BSR
System Architecture

01 February 2022

Schedulearn

Introduction

Schedulearn, stands for Schedule + Learn, is a lightweight scheduling system for deep learning models. It is designed to be a simple and easy-to-use system for scheduling deep learning models so that users can focus on developing their models without constantly worrying about resources.

Motivation

This project was a thesis project made by someone else and initially made with Kubernetes as the orchestrator, Go as the backend language, and MongoDB as the database. Looking at the codebase, it occurred to me that the system was made in hurry, too complex for a prototype scheduling system, and resource hungry. Running the MongoDB itself would require 200+ MB of RAM. Overall, the entire system required 500+ MB of RAM. Even though the backend system was written in Go, there were too many redundancy and unnecessary code, leading to poor code quality, maintainability, and performance.

At the end, I decided to rewrite the entire project using Docker, Python, and SQLite. Even though the project was written in Python (slow language), the API was blazing fast, and the entire system only required 100+ MB of RAM. What is amazing is that the SQLite file to store the models' metadata was only 100 KB. 100 KB is 0.02% of 500 MB! By the time of completion, I was able to reduce the number of lines of code and the required resources more than 50%.

The following is the list of requirements that the system should meet. The system should be able to:

  1. run deep learning models with multiple GPUs.
  2. schedule jobs based on the number of GPUs available in the cluster.
  3. scale out jobs that are running too long.
  4. move jobs from one server to another on the fly.
  5. change the scheduling algorithm on the fly.

Keywords

  1. Makespan is the time taken from the start of the first job until the end of the last job.
  2. Turnaround Time is the time taken from the start of a job until the end of the job.
  3. First-In-First-Out (FIFO) is a scheduling algorithm that schedules jobs based on the order of their arrival time.
  4. Round-Robin (RR) is a scheduling algorithm that schedules jobs based on the order of their arrival time and the number of GPUs available.
  5. Elastic First-In-First-Out (EFIFO) is a scheduling algorithm that schedules jobs based on the order of their arrival time and the number of GPUs available.
  6. Horovod is a distributed deep learning framework, meaning a deep learning model can be trained with multiple GPUs at the same time. It supports TensorFlow, Keras, PyTorch, and Apache MXNet.

Tech Stacks

The system is built using the following technologies:

  1. FastAPI
  2. SQLModel
  3. Pydantic
  4. SQLite
  5. Docker
  6. Horovod

Schedulearn consists of 3 components: UI, API, and the serverSchedulearn consists of 3 components: UI, API, and the server

Overall Architecture

In the figure above, you can see that there are three main components in the system: the API, the servers, the user interface. Those API endpoints are responsible for handling users requests from the user interface, such as creating, updating, and deleting models. The database is responsible for storing the models' metadata. The scheduler, which is built in the same place as the API, is the core of the system and is responsible for scheduling the models depending on the resources available in the cluster. Meaning, the system will tell where each model should be trained at and how much resources each model should use.

Job Submission ProceduresJob Submission Procedures

When a job is submitted, that particular job will undergo several steps before its results are being sent back to the user.
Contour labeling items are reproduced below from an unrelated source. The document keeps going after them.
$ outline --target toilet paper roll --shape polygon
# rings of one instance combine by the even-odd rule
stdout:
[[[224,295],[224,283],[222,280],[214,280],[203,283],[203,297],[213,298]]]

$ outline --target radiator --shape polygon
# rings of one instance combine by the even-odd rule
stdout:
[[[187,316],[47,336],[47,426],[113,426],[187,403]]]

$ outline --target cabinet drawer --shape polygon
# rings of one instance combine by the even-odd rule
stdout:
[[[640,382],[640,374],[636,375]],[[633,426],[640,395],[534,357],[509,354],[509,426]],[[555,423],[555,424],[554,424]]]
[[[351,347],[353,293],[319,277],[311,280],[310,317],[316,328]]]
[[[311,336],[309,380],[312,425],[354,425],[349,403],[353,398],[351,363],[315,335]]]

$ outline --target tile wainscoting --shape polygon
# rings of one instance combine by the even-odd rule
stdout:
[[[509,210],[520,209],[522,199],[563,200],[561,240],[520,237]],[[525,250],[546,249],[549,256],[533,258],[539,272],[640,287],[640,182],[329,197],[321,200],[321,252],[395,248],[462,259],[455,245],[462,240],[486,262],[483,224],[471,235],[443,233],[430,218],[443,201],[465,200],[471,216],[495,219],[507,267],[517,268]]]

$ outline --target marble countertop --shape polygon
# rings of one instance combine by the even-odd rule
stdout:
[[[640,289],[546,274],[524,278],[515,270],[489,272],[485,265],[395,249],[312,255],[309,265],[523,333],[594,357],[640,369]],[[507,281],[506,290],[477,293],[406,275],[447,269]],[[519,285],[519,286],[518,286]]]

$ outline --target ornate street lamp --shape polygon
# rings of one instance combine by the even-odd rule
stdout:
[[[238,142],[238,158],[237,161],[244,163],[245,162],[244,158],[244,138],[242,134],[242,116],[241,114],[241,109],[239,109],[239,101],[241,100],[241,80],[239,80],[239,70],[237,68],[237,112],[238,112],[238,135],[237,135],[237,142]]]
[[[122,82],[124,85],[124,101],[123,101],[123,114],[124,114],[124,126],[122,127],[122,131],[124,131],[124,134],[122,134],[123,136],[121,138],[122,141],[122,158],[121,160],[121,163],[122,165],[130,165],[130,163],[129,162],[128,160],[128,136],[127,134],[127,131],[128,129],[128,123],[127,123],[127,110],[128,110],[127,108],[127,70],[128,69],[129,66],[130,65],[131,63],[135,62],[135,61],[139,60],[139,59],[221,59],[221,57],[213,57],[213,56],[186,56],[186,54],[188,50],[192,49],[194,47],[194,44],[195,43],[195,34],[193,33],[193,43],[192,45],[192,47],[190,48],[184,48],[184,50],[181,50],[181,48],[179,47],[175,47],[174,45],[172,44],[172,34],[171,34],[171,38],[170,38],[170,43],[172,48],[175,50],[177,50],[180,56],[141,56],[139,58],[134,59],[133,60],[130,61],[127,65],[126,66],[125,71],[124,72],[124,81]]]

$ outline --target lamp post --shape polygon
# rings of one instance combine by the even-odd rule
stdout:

  1. The job is sent to the API
  2. The API will save the job's metadata in the database, schedule the job, and send the job to its corresponding server.
  3. The server will then pull the job from the API and start training the model.
  4. The server sends the result back to the API and save the result in the database
  5. The API sends back the result to the user

Experiment Setup

The system consists of three servers, and each server consists of 4 GPUs. The following of the specifications of the entire system:

  1. 3 x 4 Nvidia GTX 1080 Ti graphical processing units, each equipped with 11GB Video Random Access Memory (VRAM)
  2. Intel Xeon E5-2678 v3 with 48 cores running at 2.50GHz
  3. 128 GB Random Access Memory (RAM)
  4. 10G PCIe NIC network card

Algorithms

There are three scheduling algorithms exist within the system:

  1. First-In-First-Out (FIFO)
  2. Round-Robin (RR)
  3. Elastic First-In-First-Out (EFIFO)

These algorithms are not available to use out of the box, so that I have to customize them to fit the system's requirements. I can't find a way to express the pseudocode in Markdown, so I will use Python instead. Basically, the algorithms you will see in the following sections are much simpler than the actual implementation.

FIFO

def fifo(required_gpus: int) -> dict | None:
    for server in ['gpu3', 'gpu4', 'gpu5']:
        gpus = get_gpus() # get all available GPUs in the cluster
        available_gpus = ... # include only GPUs with less 90% VRAM usage
        if len(available) >= required_gpus:
            result = {'server': server, 'gpus': []}
            for gpu in available[:required_gpus]:
                result['gpus'].append(gpu.id)
            return result
    return None

What the algorithm does is that it will check each server's availability by cheking through each GPU in the server. If the GPU has less 90% VRAM usage, then it will be included in the list of available GPUs.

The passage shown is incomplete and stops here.